The processor's strategy includes investment in the company's Clover Station tablet point of sale product, an expanding security program and deeper geographic penetration into markets such as Brazil.
"The growth will be across the board," Bisignano says, adding First Data now has a presence in 35 countries. "Being in that many countries is a strategic advantage" and appeals to merchants, he says.
First Data's Security services address the top current risks for merchants and payment companies, Bisignano says.

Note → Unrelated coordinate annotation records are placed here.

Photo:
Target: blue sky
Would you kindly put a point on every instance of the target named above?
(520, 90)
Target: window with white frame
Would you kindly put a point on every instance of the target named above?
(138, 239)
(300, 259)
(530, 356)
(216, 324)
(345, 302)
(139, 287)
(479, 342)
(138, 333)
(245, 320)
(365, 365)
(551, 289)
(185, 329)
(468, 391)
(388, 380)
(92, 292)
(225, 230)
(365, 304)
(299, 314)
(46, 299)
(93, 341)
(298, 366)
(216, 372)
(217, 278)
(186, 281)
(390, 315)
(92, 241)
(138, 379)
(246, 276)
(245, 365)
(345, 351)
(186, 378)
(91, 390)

First Data recently partnered with TrustWave to bolster data security and with VeriFone to secure payments at gas stations.
"Our mindset is as an industry we need to galvanize around security, and we all have to take a leadership position," he says.
First Data also hopes to benefit from the emergence of EMV-chip cards in the U.S. As part of its security push, First Data has EMV routing partnerships with Visa and MasterCard; and has also extended its U.K. EMV partnership with Oberthur Technologies to the U.S..
First Data's hardware sales stand to benefit from the EMV migration as well as the adoption of mobile payments. The company's PD35 console, for example, provides ports for a PIN pad, EMV card reader, an NFC antenna and a magnetic-stripe card reader. First Data hopes to position itself to appeal to the merchants who have not fully converted to EMV.
"The EMV migration is a great opportunity for us, to be there for our clients as they work on adhering to the standards," Bisignano says.
First Data's Clover Station is also another catalyst for the company's service diversification strategy, Bisignano says. The tablet-based point of sale system has been adding capabilities over the past year, most recently enabling employee and consumer feedback, a move that counters Square's addition of similar technology for its tablet point of sale system. First Data also needs to stay competitive with other processors such as TSYS.
But Clover is not the focal point of the company's strategy, Bisignano says. "We have a multi-pronged strategy that includes security and loyalty products that can be offered without Clover."